O modelo Capital Asset Princing Model (CAPM) para se calcular a taxa de atratividade do projeto em função do risco é:
Ke = Rf + β (ERm - Rf)
Ke = taxa esperada de retorno aos acionistas
Rf = taxa das aplicações livres de risco
β = risco relativo do ativo
ERm = Retorno esperado do portfólio
Ajustando a utilização da formula para a pecuária, temos:
= % de ganho de mercado + o risco exposto x (referência do projeto – ganho de mercado)
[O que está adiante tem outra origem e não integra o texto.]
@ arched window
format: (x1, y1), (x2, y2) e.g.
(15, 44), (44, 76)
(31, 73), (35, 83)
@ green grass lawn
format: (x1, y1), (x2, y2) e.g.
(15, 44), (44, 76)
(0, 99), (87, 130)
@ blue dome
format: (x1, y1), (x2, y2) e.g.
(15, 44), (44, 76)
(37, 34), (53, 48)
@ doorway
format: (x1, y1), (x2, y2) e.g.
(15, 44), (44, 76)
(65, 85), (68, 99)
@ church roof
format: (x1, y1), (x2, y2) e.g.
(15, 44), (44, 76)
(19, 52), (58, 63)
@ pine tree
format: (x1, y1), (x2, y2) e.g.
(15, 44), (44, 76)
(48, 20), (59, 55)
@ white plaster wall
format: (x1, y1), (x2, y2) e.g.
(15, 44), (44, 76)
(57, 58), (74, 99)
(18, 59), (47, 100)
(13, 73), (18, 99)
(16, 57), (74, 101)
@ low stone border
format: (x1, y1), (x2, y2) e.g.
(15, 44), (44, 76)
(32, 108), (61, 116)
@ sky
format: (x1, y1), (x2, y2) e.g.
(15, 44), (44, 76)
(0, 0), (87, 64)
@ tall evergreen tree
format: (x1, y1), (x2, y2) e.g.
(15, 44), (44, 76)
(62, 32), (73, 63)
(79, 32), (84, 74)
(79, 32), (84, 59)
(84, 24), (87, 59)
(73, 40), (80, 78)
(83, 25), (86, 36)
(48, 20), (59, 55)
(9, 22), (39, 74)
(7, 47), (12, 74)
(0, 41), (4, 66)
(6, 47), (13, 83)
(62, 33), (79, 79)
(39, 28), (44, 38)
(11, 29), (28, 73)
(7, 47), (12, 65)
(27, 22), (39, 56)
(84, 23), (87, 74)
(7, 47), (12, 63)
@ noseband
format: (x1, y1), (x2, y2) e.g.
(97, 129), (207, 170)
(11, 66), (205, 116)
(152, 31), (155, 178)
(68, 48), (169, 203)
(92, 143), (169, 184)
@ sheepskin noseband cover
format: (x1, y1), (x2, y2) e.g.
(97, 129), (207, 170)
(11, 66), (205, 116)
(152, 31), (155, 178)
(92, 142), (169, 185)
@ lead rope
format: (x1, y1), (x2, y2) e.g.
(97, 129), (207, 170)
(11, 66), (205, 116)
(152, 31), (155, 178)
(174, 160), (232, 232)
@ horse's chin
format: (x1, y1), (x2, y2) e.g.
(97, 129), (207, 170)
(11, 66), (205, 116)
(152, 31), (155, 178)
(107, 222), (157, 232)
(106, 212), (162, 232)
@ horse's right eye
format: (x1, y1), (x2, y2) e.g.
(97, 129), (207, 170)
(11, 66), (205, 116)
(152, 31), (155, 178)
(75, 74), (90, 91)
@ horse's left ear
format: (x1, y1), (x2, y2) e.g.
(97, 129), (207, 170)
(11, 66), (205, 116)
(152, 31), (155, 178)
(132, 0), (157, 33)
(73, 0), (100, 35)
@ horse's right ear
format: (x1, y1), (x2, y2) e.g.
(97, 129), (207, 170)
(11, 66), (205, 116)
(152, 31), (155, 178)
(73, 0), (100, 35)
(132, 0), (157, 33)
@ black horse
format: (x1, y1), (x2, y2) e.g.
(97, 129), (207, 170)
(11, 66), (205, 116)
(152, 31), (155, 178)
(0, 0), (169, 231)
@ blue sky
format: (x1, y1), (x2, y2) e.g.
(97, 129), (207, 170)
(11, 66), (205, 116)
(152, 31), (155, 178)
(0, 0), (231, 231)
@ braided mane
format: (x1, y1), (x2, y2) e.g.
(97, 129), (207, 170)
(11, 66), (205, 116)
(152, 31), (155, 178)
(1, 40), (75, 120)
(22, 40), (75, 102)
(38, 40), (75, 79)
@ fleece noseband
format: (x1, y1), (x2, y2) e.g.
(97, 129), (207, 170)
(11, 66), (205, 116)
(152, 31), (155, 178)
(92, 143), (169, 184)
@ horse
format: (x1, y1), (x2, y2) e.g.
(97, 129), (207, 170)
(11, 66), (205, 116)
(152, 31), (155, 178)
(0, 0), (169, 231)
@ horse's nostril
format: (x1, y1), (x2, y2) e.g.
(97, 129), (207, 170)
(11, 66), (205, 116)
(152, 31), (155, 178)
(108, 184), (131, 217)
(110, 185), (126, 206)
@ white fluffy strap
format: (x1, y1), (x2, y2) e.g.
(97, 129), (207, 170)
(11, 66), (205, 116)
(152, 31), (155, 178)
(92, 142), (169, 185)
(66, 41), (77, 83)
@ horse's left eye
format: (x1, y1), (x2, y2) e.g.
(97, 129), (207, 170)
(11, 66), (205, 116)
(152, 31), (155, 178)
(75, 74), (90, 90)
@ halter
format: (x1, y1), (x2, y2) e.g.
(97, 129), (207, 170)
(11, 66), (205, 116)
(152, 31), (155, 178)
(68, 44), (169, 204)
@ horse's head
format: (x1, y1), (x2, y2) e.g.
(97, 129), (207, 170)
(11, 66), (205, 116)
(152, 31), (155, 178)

O risco exposto pode ser o tanto a ampliação dos custos quanto os coeficientes de variação (desvio ÷ média) dos parâmetros técnicos.
No exemplo:
= 8% + 1,36 x (14% - 8%)
Portanto, o resultado dessa análise foi 16,16%, ou seja, superior aos top rentáveis. É uma tecnologia que pode ser implantada, pois há segurança mesmo que não consiga o sucesso perfeito de todas as etapas. Se o resultado da análise fosse de apenas 10%, por exemplo, o projeto deveria ser abortado, pois está muito próximo de 8% que é a taxa de mercado. Seria melhor aplicar o dinheiro e não se arriscar.
Além dessa análise, outra ferramenta muito interessante é a análise de risco e impacto, classificando cada media em alto, médio ou baixo impacto.
4) Descrever o dia a dia
Estabelecidos o cenário, os números e ciente da viabilidade financeira, é hora de ir para a prática e descrever o processo, ou seja, dizer o que deve ser feito, por quem e em quanto tempo. Parece uma antecipação de execução, mas não é. Nessa hora, o líder pode se dar conta de questões operacionais que podem adiar o projeto. É uma etapa que coloca os “pingos nos is”.
Por exemplo, se a opção é por implantar um programa de fertilização, preciso estar com condições ideais de infraestrutura (cerca e água), equipe e rebanho para colheita no ponto ideal de corte. Vi várias vezes o pasto ser fertilizado e passar do ponto de manejo e com isto ocorrer desperdício de não só de forragem, mas de dinheiro. Portanto, se tenho necessidade de determinada tecnologia, mas não tenho capacidade técnica preciso investir em treinamento ou repensar o projeto. Além disso, é preciso definir as métricas de sustentação. Quais serão os indicadores, no meio do processo, que irão me mostrar que o barco está seguindo o rumo certo.
5) Adesão da equipe
A última etapa será definir a forma de apresentação para a equipe para que seja convincente, atrativa e agregadora. É preciso que todos, dos envolvidos com as tarefas mais simples às mais complexas, entendam e acreditem na ideia. As grandes metas ou big numbers precisam estar escancarados e todos devem entender os objetivos da nova proposta para que não sintam a ameaça, mas a possibilidade de crescimento com a iniciativa.
De posse dos cinco passos, atenção ao timming! Não é permitido queimar etapas, mas seguir em sequência. Por outro lado, elas não precisam consumir seis meses de análise, para que não se perca o tempo de aplicação, ainda mais o pecuarista que vive em uma atividade sujeita a questões naturais. Seja rápido e assertivo!